12 May 2015
Egypt has secured billions of dollars in investment commitments and loans, but the country's public finances are still severely strained and the next big challenge will be to focus on reforms.

Egypt recorded a budget deficit of EGP 186 billion (USD 24.4 billion) in the 2014/15 fiscal year that ended in February, an increase of 50% over the previous year's deficit, according to a ministry of finance report released in March.

A ministry official said the widening deficit was a result of steps taken to ensure greater social equality by introducing a minimum wage, increasing pensions, and higher spending on subsidies as well as boosting investment on infrastructure projects in the country.

The finance ministry said last March that it expects greater investment and fiscal reforms to shrink its budget deficit to 9.5-10% of gross domestic product in the 2015/16 fiscal year.

"The deficit in Egypt is a constant evil because it results from the inevitable expenditure on wages, debt servicing and interest payments, and subsidies, and whatever is left over goes to investment," said Sherif Kassem, a professor of Economics at Sadat Academy.

The finance ministry report showed that investment spending accounted for only 8% of total expenditure of EGP 385.2 billion during the July 2014 to February 2015 period, although it is up 31% when compared to investment spending in the previous fiscal year.

Wages and workers' compensations accounted for the largest chunk, or 33% of total government expenditure. Debt servicing costs made up 27% of overall expenses, while subsidies, grants and social benefits represented 20%.

The government of Abdel Fattah al-Sisi has clearly articulated its fiscal measures to be taken under its reform program and has moved on a number of fronts, including announcing cuts in energy subsidies.
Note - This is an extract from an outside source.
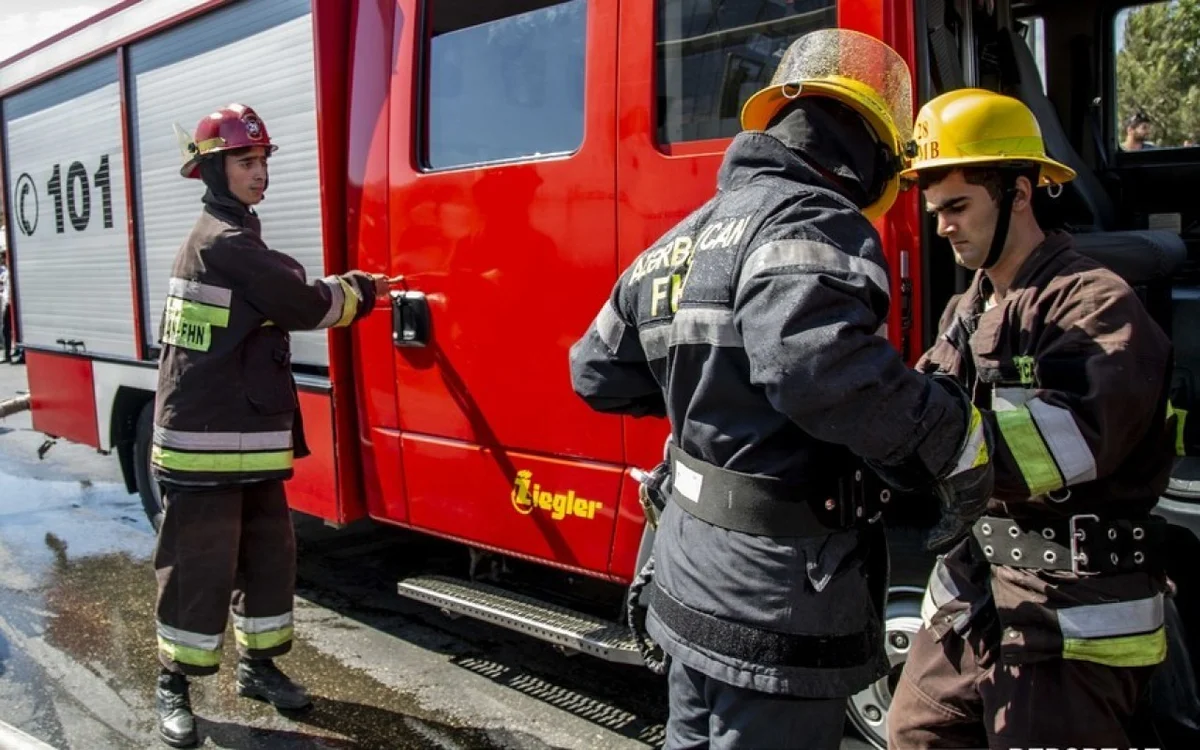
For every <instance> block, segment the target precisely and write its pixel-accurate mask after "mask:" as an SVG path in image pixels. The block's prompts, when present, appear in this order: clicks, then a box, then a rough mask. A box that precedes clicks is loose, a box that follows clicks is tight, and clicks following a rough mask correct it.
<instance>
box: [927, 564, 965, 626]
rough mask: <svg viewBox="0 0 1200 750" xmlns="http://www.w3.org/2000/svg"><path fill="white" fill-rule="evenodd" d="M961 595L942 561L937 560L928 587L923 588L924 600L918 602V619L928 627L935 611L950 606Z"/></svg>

Other revenue-earnings measures include a new capital gains and dividends tax rate, amendments to the property tax law, broadening the tax base by bringing some of the informal sector activities to the formal sector, excises on specific goods, including tobacco and alcoholic averages, and amendments to the mining law leading to higher fees and taxes.

"However, the concern rests on their sustainability, especially that much of the fiscal consolidation efforts so far rely on the subsidy bill, and that the introduction of the VAT has been postponed, while wages and salaries continue their double digit growth (17.4% y/y) given the existing civil service salary scale increases enshrined in the law," Barclays Capital said in a recent report.

LURING INVESTMENT

Mohamed Ashmawy, chairman and managing director of the United Bank of Egypt, believes investors will be eyeing the foreign exchange rate and tax segments, and looking at whether government spending is focused on investment in growth sectors that will stimulate economic growth.

The restoration of relative domestic political stability and a vastly improved investment climate coupled with lower commodity prices should help boost Egypt's economic fortunes. And the government is confident it can follow through on its policies and that improved confidence will accelerate foreign investment and boost economic growth.

A long-awaited draft law on investment, which aims to create a "one-stop shop" to make Egypt more attractive to foreign investors was announced at the investment conference, where Gulf states pledged USD 12.5 billion in loans and grants, and where investment deals worth USD 33 billion were secured.

Barclays Capital analyst Alia Moubayed said that foreign direct investment flows are likely to materialise only gradually, keeping pressure on the country's international reserves. It said that if the U.S. dollar strengthens in the second half of 2015, then the Central Bank of Egypt may allow the Egyptian pound to depreciate further in the third quarter.

"The depreciation of the Egyptian pound will not attract investments," said economics professor Kassem. "Any investor looking to invest in Egypt during this time will only be speculators and not long-term financiers."

The World Bank has said that further reforms are needed to encourage greater private investment, such as maintaining a stable and transparent tax regime, simplifying business regulations and securing adequate energy supplies for the country, the Arab world's most populous.

"Investors look at the overall business environment of the country, including the size of bureaucracy, government's commitment to abide by contracts, as well as the legislations that guarantee investment flow," said Ahmad Bakri, projects manager at the Real Estate Constructions and Development Department of Saudi firm Al Shaer Industrial Trading and Contracting Company.

Emad Morcos, chairman of the board of Max Investment Company, said that investors will take the budget deficit, inflation and exchange rates into consideration. "(But) what concerns investors more are the government's policy uncertainty and the inability to commit to a contract, and the lengthy procedures involved in securing licenses."

The Institute of International Finance notes that while the Egyptian government has clearly articulated its fiscal reform measures, some of the measures to improve the business environment remain unclear.